It should be noted that behavioral assessments can be performed 24 h, to assess short-term effects, and/or weeks (e.g. up to a month as in the data presented here) after the last stress session, to assess long-term effects.

3. Results

3.1. Short-Term Effects of Emotional Stress

Exposure to physical stress (PS) produces a series of behavioral deficits (i.e. depression- and anxiety-like phenotype), and we have recently demonstrated that mice exposed to emotional stress (ES) using this paradigm have similar behavioral abnormalities. Mice exposed to ES and PS displayed reduced weight gain compared to controls (Figure 1A). They also showed an increase in serum corticosterone levels both 40 min after a single session of stress (acute), and 24 h after the end of 10 stress sessions (Figure 1B). Exposure to ES and PS altered mood-related behavioral measures. ES and PS exposure reduced the time spent interacting with a CD-1 mouse when compared to control (CON) mice 24 h following the last stress session (Figure 2B). ES- and PS-exposed mice spent significantly less time in the open arms of the elevated plus-maze (EPM) 48 h after the last stress session (Figure 2B).

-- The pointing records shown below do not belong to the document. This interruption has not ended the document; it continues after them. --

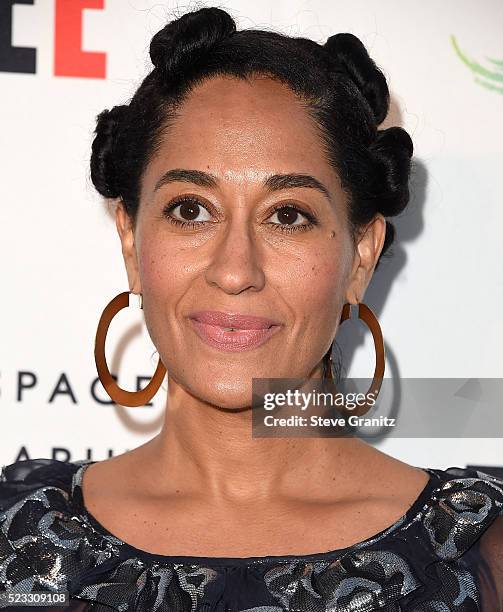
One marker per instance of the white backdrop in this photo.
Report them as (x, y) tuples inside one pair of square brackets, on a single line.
[(438, 299)]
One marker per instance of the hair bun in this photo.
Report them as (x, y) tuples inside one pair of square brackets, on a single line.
[(392, 151), (350, 54), (188, 38), (103, 171)]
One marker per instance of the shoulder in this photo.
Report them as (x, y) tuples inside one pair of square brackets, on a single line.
[(461, 505), (20, 479)]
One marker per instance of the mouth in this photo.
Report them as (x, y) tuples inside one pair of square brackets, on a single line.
[(232, 332)]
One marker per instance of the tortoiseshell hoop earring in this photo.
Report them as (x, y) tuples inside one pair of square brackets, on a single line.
[(118, 395), (368, 317)]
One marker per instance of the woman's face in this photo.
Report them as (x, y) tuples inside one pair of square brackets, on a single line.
[(253, 223)]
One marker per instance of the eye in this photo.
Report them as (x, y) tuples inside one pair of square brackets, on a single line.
[(187, 210), (290, 218)]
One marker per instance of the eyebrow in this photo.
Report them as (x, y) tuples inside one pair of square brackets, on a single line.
[(275, 182)]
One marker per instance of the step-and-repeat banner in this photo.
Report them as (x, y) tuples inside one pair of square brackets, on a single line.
[(438, 297)]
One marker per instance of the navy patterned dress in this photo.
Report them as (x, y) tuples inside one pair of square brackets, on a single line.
[(444, 554)]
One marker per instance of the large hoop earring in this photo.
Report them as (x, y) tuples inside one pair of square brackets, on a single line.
[(121, 396), (368, 317)]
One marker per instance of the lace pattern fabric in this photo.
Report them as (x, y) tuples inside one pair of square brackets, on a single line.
[(444, 554)]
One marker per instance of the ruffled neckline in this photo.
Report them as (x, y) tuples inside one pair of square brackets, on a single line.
[(49, 538), (419, 504)]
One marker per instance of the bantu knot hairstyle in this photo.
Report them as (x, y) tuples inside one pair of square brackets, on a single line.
[(342, 88)]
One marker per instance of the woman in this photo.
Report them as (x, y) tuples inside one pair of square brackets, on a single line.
[(253, 188)]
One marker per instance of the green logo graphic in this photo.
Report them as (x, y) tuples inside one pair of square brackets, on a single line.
[(489, 77)]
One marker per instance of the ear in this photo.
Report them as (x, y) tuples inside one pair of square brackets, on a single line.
[(368, 248), (125, 228)]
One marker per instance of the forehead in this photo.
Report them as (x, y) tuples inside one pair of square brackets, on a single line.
[(242, 130)]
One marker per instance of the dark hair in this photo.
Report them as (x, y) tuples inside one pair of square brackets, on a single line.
[(340, 85)]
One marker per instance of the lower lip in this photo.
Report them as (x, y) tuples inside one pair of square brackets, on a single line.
[(234, 342)]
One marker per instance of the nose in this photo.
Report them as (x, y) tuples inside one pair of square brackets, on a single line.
[(235, 264)]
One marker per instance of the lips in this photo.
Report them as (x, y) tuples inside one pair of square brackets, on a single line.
[(231, 331)]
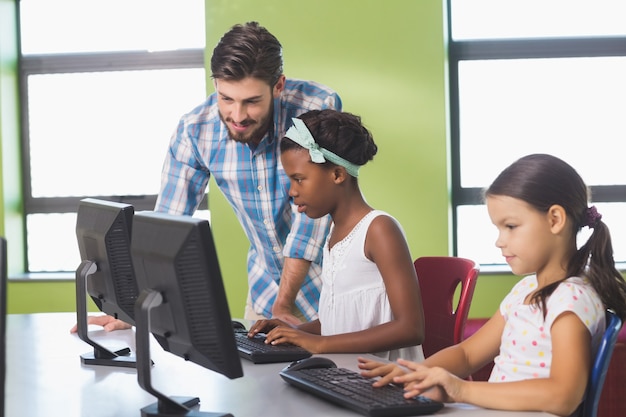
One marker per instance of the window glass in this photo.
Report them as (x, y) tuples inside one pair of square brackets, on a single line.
[(493, 19), (100, 107), (114, 129), (477, 235), (65, 26), (572, 108)]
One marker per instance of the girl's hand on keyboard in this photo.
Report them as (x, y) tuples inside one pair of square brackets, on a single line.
[(264, 326), (434, 382), (385, 371)]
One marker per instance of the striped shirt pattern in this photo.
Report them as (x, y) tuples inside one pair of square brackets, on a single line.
[(256, 186)]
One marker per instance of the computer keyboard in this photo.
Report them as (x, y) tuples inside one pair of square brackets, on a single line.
[(256, 350), (351, 390)]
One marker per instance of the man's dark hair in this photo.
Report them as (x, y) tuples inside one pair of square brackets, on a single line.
[(247, 50)]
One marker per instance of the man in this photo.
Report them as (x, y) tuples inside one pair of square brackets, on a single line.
[(235, 137)]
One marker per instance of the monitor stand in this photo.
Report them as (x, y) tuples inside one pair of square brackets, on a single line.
[(100, 355), (166, 406)]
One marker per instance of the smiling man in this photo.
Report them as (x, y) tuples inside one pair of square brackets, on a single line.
[(235, 137)]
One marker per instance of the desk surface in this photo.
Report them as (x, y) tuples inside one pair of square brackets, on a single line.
[(45, 377)]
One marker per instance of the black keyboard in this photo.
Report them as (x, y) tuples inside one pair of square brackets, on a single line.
[(351, 390), (254, 349)]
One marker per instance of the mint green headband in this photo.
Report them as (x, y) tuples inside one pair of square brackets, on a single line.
[(300, 134)]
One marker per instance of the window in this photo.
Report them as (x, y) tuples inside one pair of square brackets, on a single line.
[(102, 85), (530, 76)]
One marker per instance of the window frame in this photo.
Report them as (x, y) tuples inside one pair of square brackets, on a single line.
[(67, 63), (528, 48)]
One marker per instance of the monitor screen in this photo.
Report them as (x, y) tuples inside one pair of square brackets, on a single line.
[(182, 301), (106, 274)]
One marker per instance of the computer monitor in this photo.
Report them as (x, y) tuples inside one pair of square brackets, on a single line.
[(103, 231), (182, 303)]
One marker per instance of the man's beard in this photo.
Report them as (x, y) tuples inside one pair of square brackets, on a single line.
[(254, 136)]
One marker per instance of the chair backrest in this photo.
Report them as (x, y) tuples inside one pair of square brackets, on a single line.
[(600, 364), (438, 277)]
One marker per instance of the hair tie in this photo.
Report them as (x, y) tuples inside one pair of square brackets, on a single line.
[(593, 217), (300, 134)]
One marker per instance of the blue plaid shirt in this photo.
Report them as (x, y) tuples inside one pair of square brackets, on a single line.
[(255, 184)]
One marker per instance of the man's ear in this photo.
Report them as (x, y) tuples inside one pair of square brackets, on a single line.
[(279, 86), (557, 216)]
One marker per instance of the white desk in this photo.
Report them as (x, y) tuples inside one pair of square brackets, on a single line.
[(45, 377)]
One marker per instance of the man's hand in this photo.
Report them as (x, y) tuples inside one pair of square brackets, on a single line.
[(109, 323), (285, 314)]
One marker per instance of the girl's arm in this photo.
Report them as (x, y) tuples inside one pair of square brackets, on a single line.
[(461, 360), (472, 353), (386, 246), (560, 393)]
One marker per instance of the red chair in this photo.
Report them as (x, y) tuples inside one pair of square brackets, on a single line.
[(438, 277)]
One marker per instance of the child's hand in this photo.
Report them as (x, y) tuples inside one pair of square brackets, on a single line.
[(285, 334), (386, 371), (435, 382), (109, 323), (264, 326)]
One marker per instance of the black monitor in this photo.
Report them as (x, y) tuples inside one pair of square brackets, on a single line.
[(182, 303), (103, 231)]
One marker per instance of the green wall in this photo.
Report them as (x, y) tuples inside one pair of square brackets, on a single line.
[(388, 62)]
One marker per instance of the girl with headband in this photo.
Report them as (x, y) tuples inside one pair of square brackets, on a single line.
[(370, 300)]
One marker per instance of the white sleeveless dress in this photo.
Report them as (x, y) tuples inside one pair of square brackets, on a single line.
[(356, 300)]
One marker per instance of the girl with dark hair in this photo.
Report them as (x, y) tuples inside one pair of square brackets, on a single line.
[(547, 329), (370, 300)]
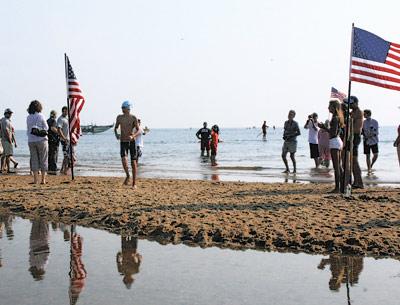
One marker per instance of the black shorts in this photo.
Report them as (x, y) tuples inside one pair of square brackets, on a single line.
[(129, 147), (356, 143), (205, 145), (368, 148), (314, 151)]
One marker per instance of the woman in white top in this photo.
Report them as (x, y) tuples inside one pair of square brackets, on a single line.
[(37, 140)]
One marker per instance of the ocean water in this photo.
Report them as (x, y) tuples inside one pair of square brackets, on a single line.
[(243, 155), (44, 263)]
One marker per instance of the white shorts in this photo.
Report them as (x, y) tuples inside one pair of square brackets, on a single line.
[(336, 143)]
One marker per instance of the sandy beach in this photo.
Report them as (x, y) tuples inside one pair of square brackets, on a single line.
[(280, 217)]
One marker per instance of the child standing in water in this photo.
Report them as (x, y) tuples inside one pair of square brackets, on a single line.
[(323, 145), (214, 144)]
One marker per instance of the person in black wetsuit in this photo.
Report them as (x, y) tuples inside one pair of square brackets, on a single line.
[(204, 135)]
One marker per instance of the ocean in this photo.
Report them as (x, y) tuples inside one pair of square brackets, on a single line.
[(242, 156)]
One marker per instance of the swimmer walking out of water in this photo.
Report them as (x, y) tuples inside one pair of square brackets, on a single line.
[(128, 123), (204, 135)]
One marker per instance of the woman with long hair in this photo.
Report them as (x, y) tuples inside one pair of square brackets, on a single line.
[(37, 140), (335, 142)]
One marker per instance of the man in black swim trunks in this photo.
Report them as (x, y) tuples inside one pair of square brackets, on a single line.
[(204, 135)]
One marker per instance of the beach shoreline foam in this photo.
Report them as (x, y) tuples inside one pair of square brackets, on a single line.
[(236, 215)]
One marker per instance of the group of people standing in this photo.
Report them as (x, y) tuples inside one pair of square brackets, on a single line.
[(209, 139), (327, 140)]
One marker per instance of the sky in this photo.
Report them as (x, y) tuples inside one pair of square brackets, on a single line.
[(234, 63)]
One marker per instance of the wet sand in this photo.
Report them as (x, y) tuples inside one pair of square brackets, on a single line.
[(280, 217)]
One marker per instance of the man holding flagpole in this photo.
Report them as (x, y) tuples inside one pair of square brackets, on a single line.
[(127, 124)]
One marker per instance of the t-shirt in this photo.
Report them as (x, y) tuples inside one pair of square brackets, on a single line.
[(291, 131), (312, 132), (204, 133), (214, 140), (139, 139), (53, 136), (36, 120), (5, 126), (62, 123), (127, 122), (371, 131), (357, 116)]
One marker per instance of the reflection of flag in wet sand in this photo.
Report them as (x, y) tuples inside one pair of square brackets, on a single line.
[(39, 248), (344, 269), (128, 260), (77, 272)]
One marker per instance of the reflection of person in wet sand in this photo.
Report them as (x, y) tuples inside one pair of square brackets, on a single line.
[(77, 273), (128, 260), (7, 220), (344, 269), (39, 248)]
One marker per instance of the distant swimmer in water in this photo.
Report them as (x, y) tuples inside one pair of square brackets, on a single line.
[(214, 144), (264, 128), (204, 135)]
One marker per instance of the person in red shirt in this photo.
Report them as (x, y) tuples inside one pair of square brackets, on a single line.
[(214, 144), (397, 143)]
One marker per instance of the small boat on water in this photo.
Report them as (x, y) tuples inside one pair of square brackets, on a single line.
[(93, 128)]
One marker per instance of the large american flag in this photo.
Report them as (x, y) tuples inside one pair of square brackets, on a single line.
[(76, 102), (337, 94), (375, 61)]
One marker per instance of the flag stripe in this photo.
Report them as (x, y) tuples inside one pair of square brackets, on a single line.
[(375, 83), (375, 61), (357, 65), (76, 102), (375, 75)]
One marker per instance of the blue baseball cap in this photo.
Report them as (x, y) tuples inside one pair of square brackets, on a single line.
[(126, 105)]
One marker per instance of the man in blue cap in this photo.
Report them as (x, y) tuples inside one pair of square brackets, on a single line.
[(127, 124)]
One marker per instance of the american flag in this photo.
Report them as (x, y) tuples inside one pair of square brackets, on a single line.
[(375, 61), (76, 102), (337, 94)]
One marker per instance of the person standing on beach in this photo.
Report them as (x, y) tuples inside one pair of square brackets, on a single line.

Emotional (ES) and physical (PS) stress disrupts neuroendocrine reactivity (A) ES and PS caused a reduction in weight gain across all 10 days of stress exposure, returning to control (CON) levels after 5 days of last stress session (n=11–12). (B) ES and PS also influenced serum corticosterone levels (CORT) both 40 minutes after a single defeat session (acute, n=9–10) and 24 hours (chronic, n=10) after the 10^th defeat session. Both ES- and PS-exposed mice have significantly increased CORT levels compared to CON-exposed mice 40 minutes after a single defeat (p<0.05). Elevated CORT levels were also observed in ES- and PS-exposed mice 24 hours after the last defeat session compared to CON (p<0.001) Data is presented as weight change in grams, and serum corticosterone as pg/mL (mean ± SEM). (Data from Warren et al., 2013, with permission)

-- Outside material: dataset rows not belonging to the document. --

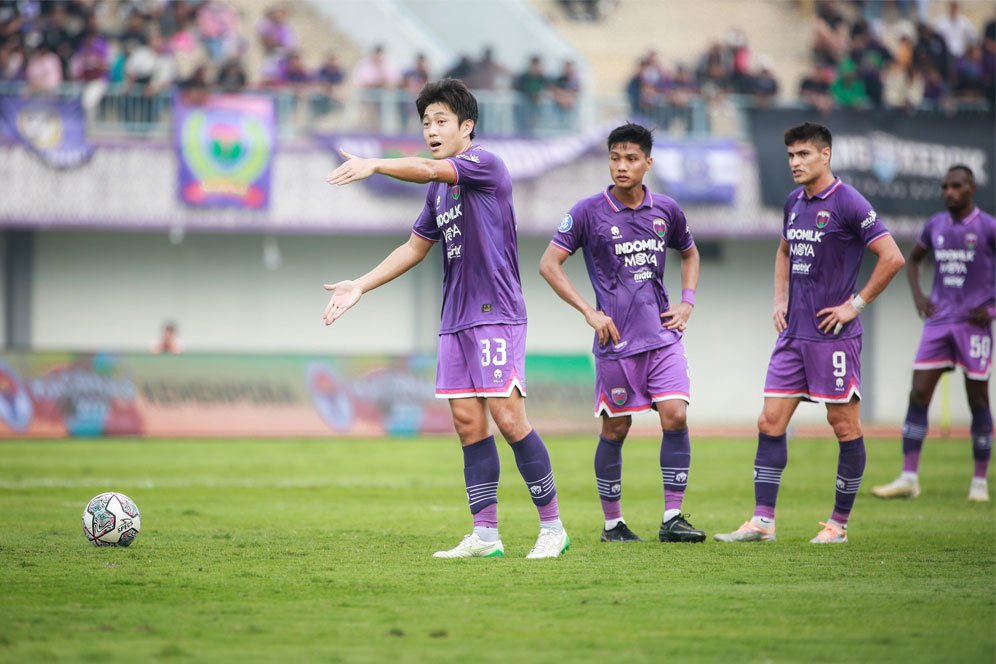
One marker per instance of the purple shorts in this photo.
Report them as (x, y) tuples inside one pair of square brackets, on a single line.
[(482, 361), (962, 344), (823, 371), (633, 384)]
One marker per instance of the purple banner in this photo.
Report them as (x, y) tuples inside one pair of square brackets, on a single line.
[(698, 172), (225, 151), (52, 128)]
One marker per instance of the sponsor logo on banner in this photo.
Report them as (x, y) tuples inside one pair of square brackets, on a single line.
[(225, 151), (330, 397), (619, 395), (16, 409)]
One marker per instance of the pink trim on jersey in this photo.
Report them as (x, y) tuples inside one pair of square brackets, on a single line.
[(877, 238), (456, 172), (608, 199), (605, 406), (415, 232), (667, 396), (825, 194)]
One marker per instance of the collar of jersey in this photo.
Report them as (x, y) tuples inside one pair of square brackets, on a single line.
[(617, 206), (825, 194), (969, 218)]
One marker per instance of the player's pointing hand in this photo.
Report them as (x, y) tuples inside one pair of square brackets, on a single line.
[(353, 169), (604, 327), (347, 293)]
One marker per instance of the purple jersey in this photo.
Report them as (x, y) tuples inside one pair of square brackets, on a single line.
[(827, 235), (965, 271), (624, 250), (476, 222)]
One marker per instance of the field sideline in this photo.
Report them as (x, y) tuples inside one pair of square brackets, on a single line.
[(267, 550)]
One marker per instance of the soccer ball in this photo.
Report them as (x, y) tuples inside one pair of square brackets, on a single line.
[(111, 519)]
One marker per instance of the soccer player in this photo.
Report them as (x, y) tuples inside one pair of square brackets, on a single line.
[(957, 328), (640, 364), (827, 225), (481, 362)]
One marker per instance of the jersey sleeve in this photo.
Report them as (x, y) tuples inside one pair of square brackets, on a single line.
[(425, 225), (570, 235), (477, 169), (926, 234), (864, 221), (680, 237)]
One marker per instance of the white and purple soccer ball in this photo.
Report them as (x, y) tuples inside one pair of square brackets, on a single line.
[(111, 519)]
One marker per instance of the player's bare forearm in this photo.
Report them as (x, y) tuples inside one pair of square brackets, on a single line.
[(347, 293), (397, 263), (552, 269), (690, 265), (408, 169), (890, 262), (780, 305)]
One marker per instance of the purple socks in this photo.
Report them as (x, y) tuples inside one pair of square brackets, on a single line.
[(914, 431), (850, 468), (676, 457), (534, 465), (608, 476), (982, 440), (769, 462), (480, 472)]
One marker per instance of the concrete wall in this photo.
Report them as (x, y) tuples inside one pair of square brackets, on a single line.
[(113, 290)]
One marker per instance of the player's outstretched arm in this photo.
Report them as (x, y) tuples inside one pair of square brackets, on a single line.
[(347, 293), (552, 269), (890, 261), (923, 305), (409, 169), (677, 315), (781, 287)]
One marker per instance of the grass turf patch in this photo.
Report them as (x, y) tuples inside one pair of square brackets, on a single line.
[(266, 550)]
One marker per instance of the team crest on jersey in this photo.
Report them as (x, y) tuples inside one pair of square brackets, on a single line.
[(660, 227), (619, 395)]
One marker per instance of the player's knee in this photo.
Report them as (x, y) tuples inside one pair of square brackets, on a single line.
[(616, 428)]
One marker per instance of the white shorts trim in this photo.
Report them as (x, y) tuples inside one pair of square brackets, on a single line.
[(499, 393)]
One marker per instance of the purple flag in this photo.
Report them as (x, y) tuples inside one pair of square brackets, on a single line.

Emotional (ES) and physical (PS) stress alter mood and anxiety-related behavioral measures 24-hr after the last stress exposure. (A) ES and PS exposure reduced the time spent interacting with the CD-1 mouse when compared to control (CON) mice (n=38; p< 0.05). (B) A group of mice was exposed to the elevated maze test (EPM) 48 hours after the last stress session (n=10). ES- and PS-exposed mice showed reduced time spent in the open arms of the EPM when compared to CON (p<0.05). (C) To determine the long-lasting effects of prior ES and PS exposure on subsequent neuroendocrine stress responses, these mice were used 40 min after the FST exposure and serum corticosterone (CORT) was assessed (n=8). ES and PS exposed mice had significantly increased (CORT) levels when compared to CON mice (p<0.05, respectively). (Data from Warren et al., 2013, with permission)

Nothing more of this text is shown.